The recipe called for the vegetables to be diced, but I like bigger pieces and “chunked” them instead. I also didn’t have any fresh thyme so I decreased the amount to ¼ teaspoon and used dried. I eye-balled the amount of parsley and basil. As you can see, I am not an exacting kind of cook.
I decided to serve the ratatouille over a bed of angel hair pasta and added a few cooked shrimp. After a sprinkling of Parmesan cheese, dinner was ready.

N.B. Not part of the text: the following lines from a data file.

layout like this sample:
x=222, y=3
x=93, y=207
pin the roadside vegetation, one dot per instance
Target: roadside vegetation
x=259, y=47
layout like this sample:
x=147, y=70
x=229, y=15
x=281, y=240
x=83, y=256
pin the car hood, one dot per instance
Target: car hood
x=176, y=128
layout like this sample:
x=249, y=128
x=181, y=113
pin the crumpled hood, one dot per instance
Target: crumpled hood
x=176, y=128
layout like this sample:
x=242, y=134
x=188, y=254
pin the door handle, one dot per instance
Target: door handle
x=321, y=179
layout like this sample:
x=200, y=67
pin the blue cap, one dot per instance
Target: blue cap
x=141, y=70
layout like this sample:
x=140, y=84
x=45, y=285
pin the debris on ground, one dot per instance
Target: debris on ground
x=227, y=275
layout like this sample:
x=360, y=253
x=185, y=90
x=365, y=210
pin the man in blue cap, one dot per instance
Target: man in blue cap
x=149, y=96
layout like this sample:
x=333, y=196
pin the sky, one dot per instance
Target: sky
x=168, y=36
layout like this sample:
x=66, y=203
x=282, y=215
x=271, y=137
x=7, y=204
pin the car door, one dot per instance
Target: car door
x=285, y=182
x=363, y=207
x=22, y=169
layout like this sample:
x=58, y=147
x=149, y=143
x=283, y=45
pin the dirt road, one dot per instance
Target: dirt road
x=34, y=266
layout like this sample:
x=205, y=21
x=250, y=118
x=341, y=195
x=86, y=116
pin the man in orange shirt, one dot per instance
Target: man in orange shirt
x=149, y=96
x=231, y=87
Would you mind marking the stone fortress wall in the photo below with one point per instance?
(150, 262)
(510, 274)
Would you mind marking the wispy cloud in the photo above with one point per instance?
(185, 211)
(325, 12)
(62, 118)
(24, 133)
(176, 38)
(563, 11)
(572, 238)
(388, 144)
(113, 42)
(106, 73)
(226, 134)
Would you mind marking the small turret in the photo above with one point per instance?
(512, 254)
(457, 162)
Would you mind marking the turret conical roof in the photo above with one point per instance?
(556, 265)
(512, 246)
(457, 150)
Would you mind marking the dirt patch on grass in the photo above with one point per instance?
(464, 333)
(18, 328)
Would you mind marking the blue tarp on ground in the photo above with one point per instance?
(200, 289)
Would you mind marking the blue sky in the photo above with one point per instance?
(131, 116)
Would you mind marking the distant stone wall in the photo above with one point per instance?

Here is the recipe I used:
Emeril Lagasse’s Ratatouille (with adaptations)
¼ cup olive oil
1 ½ cups diced onion
1 teaspoon minced garlic
2 cups diced eggplant with skin on. One eggplant made 2 cups for me
¼ teaspoon dried thyme or ½ teaspoon fresh
1 cup chunked green pepper
1 cup chunked red bell pepper
1 cup chunked zucchini squash, unpeeled
1 c chunked yellow squash, unpeeled
1 ½ cups chunked tomato
1 tablespoon thinly sliced fresh basil
1 tablespoon chopped fresh parsley
¼ teaspoon salt
1/8 teaspoon pepper
DIRECTIONS: Pour olive oil into a 12 inch skillet. I used a 10 inch and it was really full by the time all of the vegetables were added. I think a wok would work well, too. When the oil is hot, sauté onions and garlic until onions are wilted and turning transparent, about 6 minutes. I love the smell of onions and garlic cooking. It tells of delicious things to come. Next, add the eggplant and thyme, cook and stir for 5 minutes. Add green and red peppers, zucchini and yellow squash. Cook for 5 more minutes. Add tomatoes, basil, parsley, salt and pepper. Cook for an additional 5 minutes or until the vegetables look tender but not cooked to mush. Serve as is for a side dish or serve over pasta or rice, with a few cooked shrimp and sprinkled with Parmesan cheese for a main entree.